Cette explication suffit à nous faire comprendre toute la personnalité de ce fils de saint Dominique, qui avait été à l’école de saint Thomas d’Aquin et qui était doué, de plus, d’une sensibilité artistique prodigieuse, nourrie par une culture sans cesse approfondie. L’auditoire de Notre-Dame était à l’image de la diversité du peuple que le prédicateur pouvait toucher. La nef était remplie d’une assemblée attentive, mais il y avait aussi présentes dans les stalles du chœur les personnalités que l’archiprêtre de l’époque, Mgr Berrar, avait invitées à prendre place : Hubert Beuve-Méry, fondateur du Monde, Julien Green, Pierre Emmanuel, Georges Clouzot, les philosophes Jean Lacroix et Étienne Borne, l’historien André Latreille. Chose étonnante : les plus humbles amis du père, ceux du village de montagne qu’il rejoignait chaque été, se trouvaient sur la même longueur d’ondes que les plus avertis des intellectuels.

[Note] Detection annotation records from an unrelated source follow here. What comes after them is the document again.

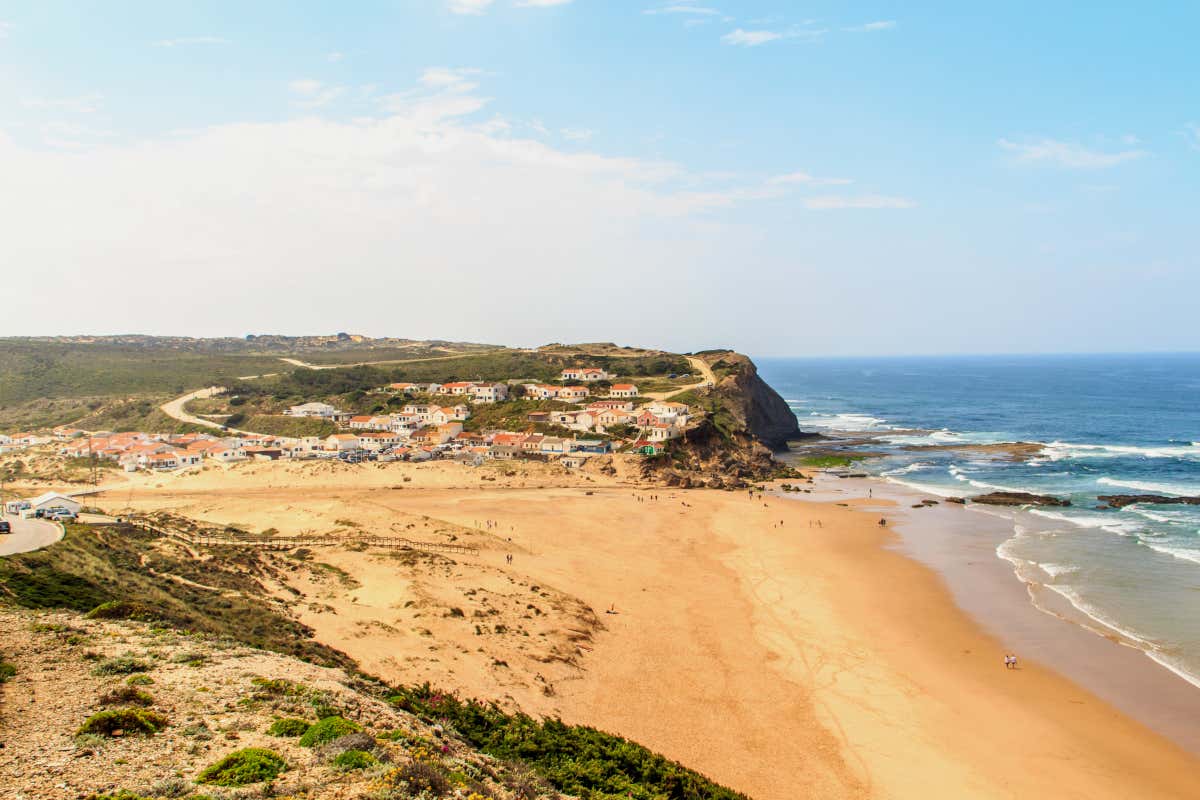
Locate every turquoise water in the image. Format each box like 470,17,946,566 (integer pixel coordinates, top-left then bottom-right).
758,355,1200,685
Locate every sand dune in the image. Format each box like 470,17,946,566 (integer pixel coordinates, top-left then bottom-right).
93,455,1200,800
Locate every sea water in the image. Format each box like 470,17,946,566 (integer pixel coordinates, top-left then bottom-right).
757,354,1200,686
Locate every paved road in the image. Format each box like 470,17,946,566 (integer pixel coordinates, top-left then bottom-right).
0,515,62,555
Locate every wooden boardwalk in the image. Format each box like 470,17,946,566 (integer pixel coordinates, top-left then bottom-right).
128,517,476,555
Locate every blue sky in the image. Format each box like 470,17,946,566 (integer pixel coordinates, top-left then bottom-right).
0,0,1200,355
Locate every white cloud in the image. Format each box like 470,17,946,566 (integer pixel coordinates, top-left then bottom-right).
767,173,854,186
721,28,829,47
998,139,1147,169
446,0,493,14
804,194,917,211
842,19,896,34
642,2,721,17
288,78,346,108
20,92,104,114
721,28,784,47
154,36,230,47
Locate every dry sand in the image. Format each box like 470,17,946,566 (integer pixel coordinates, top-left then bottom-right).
87,464,1200,800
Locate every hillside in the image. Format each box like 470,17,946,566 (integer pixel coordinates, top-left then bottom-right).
0,527,742,800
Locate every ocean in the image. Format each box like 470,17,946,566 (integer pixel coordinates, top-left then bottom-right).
756,354,1200,686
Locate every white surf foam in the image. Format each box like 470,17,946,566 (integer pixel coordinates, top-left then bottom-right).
1096,476,1200,495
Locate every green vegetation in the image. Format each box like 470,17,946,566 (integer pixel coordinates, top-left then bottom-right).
97,686,154,706
196,747,288,786
266,717,312,739
300,716,362,747
800,455,858,469
0,524,350,666
391,685,745,800
332,750,379,772
76,709,167,736
91,656,151,675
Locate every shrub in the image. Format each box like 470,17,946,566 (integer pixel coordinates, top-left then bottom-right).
334,750,379,772
196,747,288,786
100,686,154,705
91,656,150,675
84,600,154,619
266,717,312,736
300,717,362,747
76,709,167,736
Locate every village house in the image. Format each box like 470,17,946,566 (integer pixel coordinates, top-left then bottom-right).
558,386,588,403
325,433,359,452
287,403,342,420
559,367,612,383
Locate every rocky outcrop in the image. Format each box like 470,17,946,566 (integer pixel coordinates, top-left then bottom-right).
1099,494,1200,509
971,492,1070,506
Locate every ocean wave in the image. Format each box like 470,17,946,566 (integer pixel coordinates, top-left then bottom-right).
1043,583,1154,649
880,462,937,477
803,411,892,431
1038,564,1079,578
1096,475,1200,497
1043,441,1200,461
1030,509,1140,536
1140,540,1200,564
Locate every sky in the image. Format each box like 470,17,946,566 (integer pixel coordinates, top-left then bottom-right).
0,0,1200,356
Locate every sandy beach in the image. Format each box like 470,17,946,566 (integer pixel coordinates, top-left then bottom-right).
87,464,1200,800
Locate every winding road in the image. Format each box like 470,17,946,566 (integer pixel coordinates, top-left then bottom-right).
0,515,64,555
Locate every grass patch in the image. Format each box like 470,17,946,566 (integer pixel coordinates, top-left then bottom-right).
196,747,288,786
391,685,746,800
76,709,167,736
300,716,362,747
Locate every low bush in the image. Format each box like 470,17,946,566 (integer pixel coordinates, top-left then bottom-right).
84,600,154,620
91,656,150,675
300,717,362,747
98,686,154,705
334,750,379,772
266,717,312,738
76,709,167,736
196,747,288,786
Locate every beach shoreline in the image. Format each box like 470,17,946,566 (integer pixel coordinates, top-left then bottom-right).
88,464,1200,800
785,474,1200,756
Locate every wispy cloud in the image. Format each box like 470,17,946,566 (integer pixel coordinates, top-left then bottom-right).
767,173,854,186
642,2,721,17
288,78,346,108
998,139,1147,169
154,36,230,47
20,94,104,114
446,0,493,14
721,28,829,47
804,194,917,211
842,19,896,34
721,28,784,47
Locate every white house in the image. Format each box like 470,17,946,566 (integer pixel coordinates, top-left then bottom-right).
288,403,341,420
29,492,83,513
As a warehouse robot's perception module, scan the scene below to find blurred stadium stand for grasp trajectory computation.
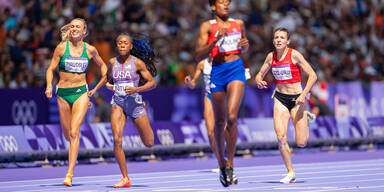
[0,0,384,162]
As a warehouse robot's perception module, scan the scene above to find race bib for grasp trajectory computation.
[65,57,88,73]
[216,32,241,53]
[272,64,292,80]
[113,82,135,96]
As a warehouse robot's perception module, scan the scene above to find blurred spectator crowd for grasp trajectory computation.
[0,0,384,88]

Ces conférences furent un des moments majeurs de la vie du père Bro. Le cadre de Notre-Dame est terriblement impressionnant. Un jour que j’en parlais avec lui, je fus étonné qu’il n’avait pas eu connaissance de l’impression rapportée par le cardinal Pacelli, le futur Pie XII, pour qui prendre la parole à Notre-Dame avait été une des plus grandes émotions de sa vie. Il fut en tout cas complètement débordé par le succès de ses conférences, dont l’écho fut international. Du coup, sa renommée fut telle qu’on lui demanda de venir prêcher jusque dans les régions les plus éloignées. Il faut préciser aussi que le prédicateur avait déjà derrière lui une expérience sérieuse de la parole publique, à travers les messes de France Culture et de la télévision. Ainsi son ministère revêtait une dimension moderne, avec des auditoires qui dépassaient le cadre habituel des assemblées paroissiales. Certes, il n’y avait pas le contact direct du curé avec ses ouailles, mais il y avait le courrier très abondant et souvent touchant auquel il fallait répondre.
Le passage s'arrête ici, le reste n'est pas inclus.